パンケース内の生地を、羽根部材によって混練し、加熱部によってパンケースを介して加熱して、パンを焼き上げる製パン装置が知られている。特許文献1には、焼成室内を大気圧よりも低圧に減圧する減圧機構を備え、減圧環境下で焼き工程を行うようにした製パン装置が開示されている。
特開平9-271314号公報
特許文献1の製パン装置では、減圧環境下で生地を膨張させて加熱するため、焼き上げまでの製パン時間を短縮できる。しかし、特許文献1の製パン装置では、生地の加熱目標温度について何も考慮されていないため、製パン処理の時間短縮について、改良の余地がある。
本発明は、焼き上げまでの製パン時間を効果的に短縮できる製パン装置を提供することを課題とする。

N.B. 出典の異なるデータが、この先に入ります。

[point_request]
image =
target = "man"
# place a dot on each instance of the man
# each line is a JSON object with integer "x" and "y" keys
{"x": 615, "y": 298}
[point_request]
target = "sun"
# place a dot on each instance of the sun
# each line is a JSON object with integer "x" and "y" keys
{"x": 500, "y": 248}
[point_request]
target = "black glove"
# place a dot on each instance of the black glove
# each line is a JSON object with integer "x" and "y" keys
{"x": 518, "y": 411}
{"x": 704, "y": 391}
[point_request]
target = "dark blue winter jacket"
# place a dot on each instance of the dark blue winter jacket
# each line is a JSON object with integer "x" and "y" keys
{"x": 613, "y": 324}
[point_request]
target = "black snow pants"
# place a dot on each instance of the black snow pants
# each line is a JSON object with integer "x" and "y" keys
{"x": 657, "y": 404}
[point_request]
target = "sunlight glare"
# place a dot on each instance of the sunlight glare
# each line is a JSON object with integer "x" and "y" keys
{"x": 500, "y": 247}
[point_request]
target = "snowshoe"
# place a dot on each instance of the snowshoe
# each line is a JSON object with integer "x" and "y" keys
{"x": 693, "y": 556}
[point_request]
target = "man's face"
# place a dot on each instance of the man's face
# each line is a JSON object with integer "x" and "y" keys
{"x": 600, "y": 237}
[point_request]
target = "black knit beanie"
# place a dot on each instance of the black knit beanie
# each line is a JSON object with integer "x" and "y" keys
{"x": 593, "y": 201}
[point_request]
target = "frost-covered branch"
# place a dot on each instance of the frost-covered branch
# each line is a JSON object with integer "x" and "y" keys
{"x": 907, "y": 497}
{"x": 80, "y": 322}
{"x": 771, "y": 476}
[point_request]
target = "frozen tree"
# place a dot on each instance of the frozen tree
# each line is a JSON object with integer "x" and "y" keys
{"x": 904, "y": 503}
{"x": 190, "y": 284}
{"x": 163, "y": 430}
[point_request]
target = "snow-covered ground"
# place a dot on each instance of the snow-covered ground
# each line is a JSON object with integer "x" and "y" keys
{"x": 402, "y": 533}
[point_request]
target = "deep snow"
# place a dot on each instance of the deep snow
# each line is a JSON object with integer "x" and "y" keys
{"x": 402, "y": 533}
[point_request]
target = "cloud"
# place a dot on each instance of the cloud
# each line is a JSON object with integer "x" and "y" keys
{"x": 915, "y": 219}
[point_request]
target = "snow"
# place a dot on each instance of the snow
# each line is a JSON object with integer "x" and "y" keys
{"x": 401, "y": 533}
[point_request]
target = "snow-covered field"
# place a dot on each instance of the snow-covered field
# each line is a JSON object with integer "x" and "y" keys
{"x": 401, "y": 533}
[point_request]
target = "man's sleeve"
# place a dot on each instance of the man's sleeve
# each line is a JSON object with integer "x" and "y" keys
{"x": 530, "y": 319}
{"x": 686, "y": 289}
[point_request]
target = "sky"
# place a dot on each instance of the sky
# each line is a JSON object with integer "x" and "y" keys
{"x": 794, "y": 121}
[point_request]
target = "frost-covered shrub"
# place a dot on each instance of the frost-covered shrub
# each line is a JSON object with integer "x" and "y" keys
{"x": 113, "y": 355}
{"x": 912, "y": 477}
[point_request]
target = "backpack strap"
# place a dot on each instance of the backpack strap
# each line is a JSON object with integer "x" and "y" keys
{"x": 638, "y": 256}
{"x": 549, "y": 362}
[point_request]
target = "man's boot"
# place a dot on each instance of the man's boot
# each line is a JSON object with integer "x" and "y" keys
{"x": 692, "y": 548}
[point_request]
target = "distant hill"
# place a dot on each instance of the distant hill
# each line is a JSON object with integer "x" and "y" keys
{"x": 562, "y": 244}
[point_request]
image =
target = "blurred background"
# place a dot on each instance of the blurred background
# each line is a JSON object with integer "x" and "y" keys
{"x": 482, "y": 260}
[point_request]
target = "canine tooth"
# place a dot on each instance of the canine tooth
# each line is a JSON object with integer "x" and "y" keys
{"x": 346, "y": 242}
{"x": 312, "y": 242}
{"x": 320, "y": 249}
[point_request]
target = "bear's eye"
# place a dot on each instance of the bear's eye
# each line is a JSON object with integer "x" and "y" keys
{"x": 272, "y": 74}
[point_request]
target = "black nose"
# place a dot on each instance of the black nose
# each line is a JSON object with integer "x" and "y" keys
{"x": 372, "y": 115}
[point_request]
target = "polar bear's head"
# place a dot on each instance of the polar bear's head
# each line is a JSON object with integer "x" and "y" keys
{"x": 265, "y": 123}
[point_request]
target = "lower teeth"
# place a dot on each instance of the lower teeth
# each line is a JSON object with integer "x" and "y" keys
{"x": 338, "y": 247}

本発明の一態様は、パンケースと、前記パンケース内に配置され、駆動部によって回転される羽根部材と、前記パンケースを加熱する加熱部と、前記パンケースの温度を検出するための温度検出部と、前記パンケース内を大気圧よりも低圧に減圧するための減圧部と、前記加熱部を制御してパンを焼き上げる製パン処理を行う制御部とを備え、前記制御部による前記製パン処理は、前記パンケース内の生地が酵母活性最大温度になるように、前記温度検出部による検出温度に基づいて前記加熱部によって前記パンケースを加熱する加熱発酵工程と、前記減圧部によって前記パンケース内を減圧しつつ、前記加熱部によって前記パンケースを加熱する焼き工程とを備える、製パン装置を提供する。
酵母活性最大温度とは、酵母菌が最も活発に活動する温度を意味し、例えば37~38℃である。制御部は、温度検出部によって検出したパンケース内の温度と、実験によって見出した補正値とによって、生地の温度を判断できる。つまり、生地が酵母活性最大温度になるようにパンケースを加熱するとは、パンケース内が酵母活性最大温度に対応する設定温度になるように、加熱部によってパンケースを加熱することを意味する。
この製パン装置によれば、加熱発酵工程で酵母菌が最も活発に活動する酵母活性最大温度に加熱するため、短時間で生地内に気泡を生成でき、生地の膨らみを促進できる。また、焼き工程ではパンケース内を減圧するため、生地内の気泡を膨張させて加熱発酵工程での気泡の生成不足を補い、生地の膨らみを促進できる。よって、加熱発酵工程の時間を大幅に短縮できるため、焼き上げまでの製パン時間を効果的に短縮できる。
前記製パン処理は、前記加熱発酵工程の前に、前記駆動部を駆動させて前記羽根部材によって前記パンケース内の生地を混練しながら、前記パンケース内の生地が酵母活性最大温度になるように、前記温度検出部による検出温度に基づいて前記加熱部によって前記パンケースを加熱する混練工程を備える。この態様によれば、生地を混練しながら加熱するため、短時間で生地全体を均一に酵母活性最大温度まで上げることができる。よって、後の加熱発酵工程の時間を更に短縮できるため、焼き上げまでの製パン時間を効果的に短縮できる。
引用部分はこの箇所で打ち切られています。